Judging new governments is hard. Without decisions taken, let alone results delivered, we are left to judge the early months of an administration by the purpose that motivates it. On this measure, how does the first three months of Theresa May’s Government measure up?
First and foremost of course this Government is about delivering Brexit. But, just this once, let’s leave Brexit aside – after all, that’s a choice made by the British people, not May. Instead, let’s consider the second pillar of her government – an intention to focus support on “just-managing families”. This is a group she has broadly described as working but not well off, with low incomes, but not the very poor who are reliant on benefits.
So who are the roughly 6m low and middle income families that fit this description? Five in six of these families have at least one member in full-time work, with nearly four-fifths of those workers earning less than the typical worker’s wage of £21,000. And while they represent a third of the workforce, only a minority are in professional jobs and they are half as likely to be graduates as those on higher incomes.
These families are also doing the vital (and expensive) job of reproducing Britain – 40 per cent have kids. As a result tax credits do matter to this group – averaging £3,500 a year for just managing families with children.
If that is who “just managing” families are, how exactly are they managing in 21st century Britain? Badly is the short answer. Here are three things to keep in mind:
First, this part of Britain has seen no income rise in the last decade. While individual households will obviously have received some pay rises during that period, a like for like comparison of families in this group over time shows a lost decade of growth – typical incomes for the group in 2014-15 only just surpassed the level in 2004-05. Now, most of Britain hasn’t seen strong income growth over this period, but this group has been particularly badly hit by the combination of a slowdown in earnings growth in the mid-2000s, big falls in incomes following the financial crisis, and cut backs to tax credit support in recent years.
These changes have overcome the boost to incomes that the fast employment growth of recent years has provided, or the signature tax cuts of the last parliament. After all, for many of this group, their ability to boost their incomes is severely constrained by the fact that they only keep 27p of each additional pound earned if they pay tax and receive tax credits.
Second, living standards are also about outgoings. Housing is the biggest expenditure that families face. It’s hard to overstate how damaging the impact of rising house prices, falling home ownership and thus soaring housing costs has been.

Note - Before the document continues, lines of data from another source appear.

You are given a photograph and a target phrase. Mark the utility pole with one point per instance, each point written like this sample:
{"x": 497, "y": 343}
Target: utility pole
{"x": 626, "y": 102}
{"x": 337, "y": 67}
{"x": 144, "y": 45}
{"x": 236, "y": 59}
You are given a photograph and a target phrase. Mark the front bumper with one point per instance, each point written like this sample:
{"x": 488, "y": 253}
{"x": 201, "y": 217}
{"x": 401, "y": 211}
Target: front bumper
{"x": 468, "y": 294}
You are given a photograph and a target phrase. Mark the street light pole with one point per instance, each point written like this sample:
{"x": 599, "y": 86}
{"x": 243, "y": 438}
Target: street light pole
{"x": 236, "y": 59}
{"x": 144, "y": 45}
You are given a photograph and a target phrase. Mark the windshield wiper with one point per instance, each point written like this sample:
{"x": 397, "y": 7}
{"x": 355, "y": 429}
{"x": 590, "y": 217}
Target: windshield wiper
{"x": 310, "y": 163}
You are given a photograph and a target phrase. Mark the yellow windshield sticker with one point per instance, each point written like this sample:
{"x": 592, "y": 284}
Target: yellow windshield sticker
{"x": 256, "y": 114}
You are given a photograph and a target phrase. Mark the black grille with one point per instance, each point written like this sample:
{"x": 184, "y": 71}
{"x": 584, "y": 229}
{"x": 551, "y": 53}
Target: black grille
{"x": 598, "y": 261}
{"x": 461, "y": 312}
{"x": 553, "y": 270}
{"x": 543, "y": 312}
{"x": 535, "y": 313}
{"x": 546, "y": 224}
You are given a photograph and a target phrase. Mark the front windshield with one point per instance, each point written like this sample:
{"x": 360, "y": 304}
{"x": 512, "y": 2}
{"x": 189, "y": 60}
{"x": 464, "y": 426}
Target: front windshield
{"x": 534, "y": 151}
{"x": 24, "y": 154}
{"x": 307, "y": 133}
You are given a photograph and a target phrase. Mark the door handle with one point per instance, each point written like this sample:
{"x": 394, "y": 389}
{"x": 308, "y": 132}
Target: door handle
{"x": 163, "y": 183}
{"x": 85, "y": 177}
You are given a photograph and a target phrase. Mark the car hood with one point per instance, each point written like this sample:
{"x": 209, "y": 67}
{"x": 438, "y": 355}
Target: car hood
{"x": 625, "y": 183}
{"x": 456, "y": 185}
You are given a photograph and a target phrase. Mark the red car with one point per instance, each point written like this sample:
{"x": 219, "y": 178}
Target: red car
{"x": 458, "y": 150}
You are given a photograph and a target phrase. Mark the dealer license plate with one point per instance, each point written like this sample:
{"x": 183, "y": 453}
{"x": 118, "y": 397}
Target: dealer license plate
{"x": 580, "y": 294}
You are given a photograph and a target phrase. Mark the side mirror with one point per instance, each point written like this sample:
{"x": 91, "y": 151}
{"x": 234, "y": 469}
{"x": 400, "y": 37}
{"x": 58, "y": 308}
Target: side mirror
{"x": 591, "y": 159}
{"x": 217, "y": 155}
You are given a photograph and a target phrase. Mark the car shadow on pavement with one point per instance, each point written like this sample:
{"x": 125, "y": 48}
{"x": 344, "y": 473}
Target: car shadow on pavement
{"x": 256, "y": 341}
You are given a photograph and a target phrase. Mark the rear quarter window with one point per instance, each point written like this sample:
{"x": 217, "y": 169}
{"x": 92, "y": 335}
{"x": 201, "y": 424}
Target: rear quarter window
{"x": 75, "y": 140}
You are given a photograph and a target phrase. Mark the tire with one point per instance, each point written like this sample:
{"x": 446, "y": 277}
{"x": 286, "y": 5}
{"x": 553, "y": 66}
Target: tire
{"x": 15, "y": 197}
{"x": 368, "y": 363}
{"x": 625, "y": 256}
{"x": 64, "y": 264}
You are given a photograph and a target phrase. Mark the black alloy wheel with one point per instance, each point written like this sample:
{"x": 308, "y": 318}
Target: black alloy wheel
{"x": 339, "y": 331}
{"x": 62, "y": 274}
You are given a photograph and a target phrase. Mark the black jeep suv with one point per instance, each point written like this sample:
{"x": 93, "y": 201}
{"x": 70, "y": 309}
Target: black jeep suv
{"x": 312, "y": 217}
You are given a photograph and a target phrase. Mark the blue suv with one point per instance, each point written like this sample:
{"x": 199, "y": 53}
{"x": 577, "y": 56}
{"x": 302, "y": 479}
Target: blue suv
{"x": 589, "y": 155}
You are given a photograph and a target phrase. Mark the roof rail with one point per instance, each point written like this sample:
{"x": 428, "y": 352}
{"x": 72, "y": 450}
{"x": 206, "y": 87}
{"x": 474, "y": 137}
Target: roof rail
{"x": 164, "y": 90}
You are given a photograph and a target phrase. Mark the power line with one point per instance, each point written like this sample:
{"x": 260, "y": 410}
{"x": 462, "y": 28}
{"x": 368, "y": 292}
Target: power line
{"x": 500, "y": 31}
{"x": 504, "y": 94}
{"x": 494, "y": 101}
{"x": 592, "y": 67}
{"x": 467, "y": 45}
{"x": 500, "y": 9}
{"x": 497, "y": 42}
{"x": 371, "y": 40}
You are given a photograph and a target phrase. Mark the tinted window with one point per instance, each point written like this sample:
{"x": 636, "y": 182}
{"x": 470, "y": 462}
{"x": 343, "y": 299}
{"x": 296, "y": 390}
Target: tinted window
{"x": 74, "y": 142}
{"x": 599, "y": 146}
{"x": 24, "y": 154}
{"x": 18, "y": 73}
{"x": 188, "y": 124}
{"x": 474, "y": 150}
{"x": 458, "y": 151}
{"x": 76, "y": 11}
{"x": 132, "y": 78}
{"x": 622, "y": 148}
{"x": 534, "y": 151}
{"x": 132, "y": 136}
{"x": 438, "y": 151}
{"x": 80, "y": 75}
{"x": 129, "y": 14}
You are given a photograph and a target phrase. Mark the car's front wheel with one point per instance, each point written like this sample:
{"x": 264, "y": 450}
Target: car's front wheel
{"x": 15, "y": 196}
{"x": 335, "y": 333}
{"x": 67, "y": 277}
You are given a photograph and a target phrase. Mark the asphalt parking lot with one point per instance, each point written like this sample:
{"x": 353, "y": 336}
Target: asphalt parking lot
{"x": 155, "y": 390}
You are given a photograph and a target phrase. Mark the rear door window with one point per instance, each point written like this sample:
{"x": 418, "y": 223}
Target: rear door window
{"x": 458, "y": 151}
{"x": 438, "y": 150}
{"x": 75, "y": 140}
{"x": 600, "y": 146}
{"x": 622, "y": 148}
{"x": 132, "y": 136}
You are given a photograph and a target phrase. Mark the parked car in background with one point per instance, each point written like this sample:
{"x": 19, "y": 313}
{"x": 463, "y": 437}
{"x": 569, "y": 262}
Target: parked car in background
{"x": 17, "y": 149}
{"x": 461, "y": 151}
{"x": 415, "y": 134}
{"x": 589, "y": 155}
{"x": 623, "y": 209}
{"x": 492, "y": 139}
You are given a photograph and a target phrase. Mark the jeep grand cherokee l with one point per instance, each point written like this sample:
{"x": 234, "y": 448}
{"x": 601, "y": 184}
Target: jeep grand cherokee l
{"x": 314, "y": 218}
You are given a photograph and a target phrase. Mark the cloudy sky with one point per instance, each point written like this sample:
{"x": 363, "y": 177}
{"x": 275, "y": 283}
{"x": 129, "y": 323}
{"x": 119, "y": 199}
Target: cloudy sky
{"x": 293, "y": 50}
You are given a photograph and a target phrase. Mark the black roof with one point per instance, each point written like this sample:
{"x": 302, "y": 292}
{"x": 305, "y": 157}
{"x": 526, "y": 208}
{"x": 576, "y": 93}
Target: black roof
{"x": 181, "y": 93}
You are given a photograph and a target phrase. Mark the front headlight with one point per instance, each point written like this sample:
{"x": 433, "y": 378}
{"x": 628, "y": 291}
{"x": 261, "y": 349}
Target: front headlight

These families are now spending almost a quarter of their income on housing, up from 18 per cent in 1995. To put this catastrophe in perspective, for a dual-earning, low-to-middle-income couple with children, it’s the equivalent of a 14p income tax rise. If a government openly announced a policy like that, there would be riots on the streets, but it is successive governments’ failure to see homes built that lies behind much of these families’ status as “just managing”.
Third, what do overall spending patterns by low and middle income families mean for their ability to save? This is a key determinant of a families’ sense of whether they are just managing, or making progress. On average, these families actually spend 101 per cent of their income each week, with nearly half going on the basics of housing, transport and food. The result is that most report having no savings or assets at all and two-thirds of families have savings equivalent to less than one month’s net income. This matters a lot when it comes to how families manage difficulties, be they large unexpected bills (a broken washing machine) or reduced income (less hours at work).
So the last few years have not been easy ones for just managing families. Squeezed incomes, soaring housing costs, and difficulty getting your head above water to put any savings aside – all are good reasons for the new Government to look very long and hard at what is going wrong in what our country offers. It is a worthy focus for the new Government. But it is not an easy one. Just as with Brexit, we’ll have to wait and see what policy substance the Government has to address these major challenges. After all, it is worth remembering that Gordon Brown entered Downing Street promising an agenda focused on Britishness and constitutional reform. A financial crisis and expenses scandal later, that agenda had fallen by the wayside.
But just because something is difficult doesn’t mean it’s not the right thing to try to do. Both substantively and politically, a focus on just managing families is the right response to the state of Britain today. This is not least because, in the end, Theresa May and her ministers will not only be judged by the Brexit they deliver, but the Britain they build.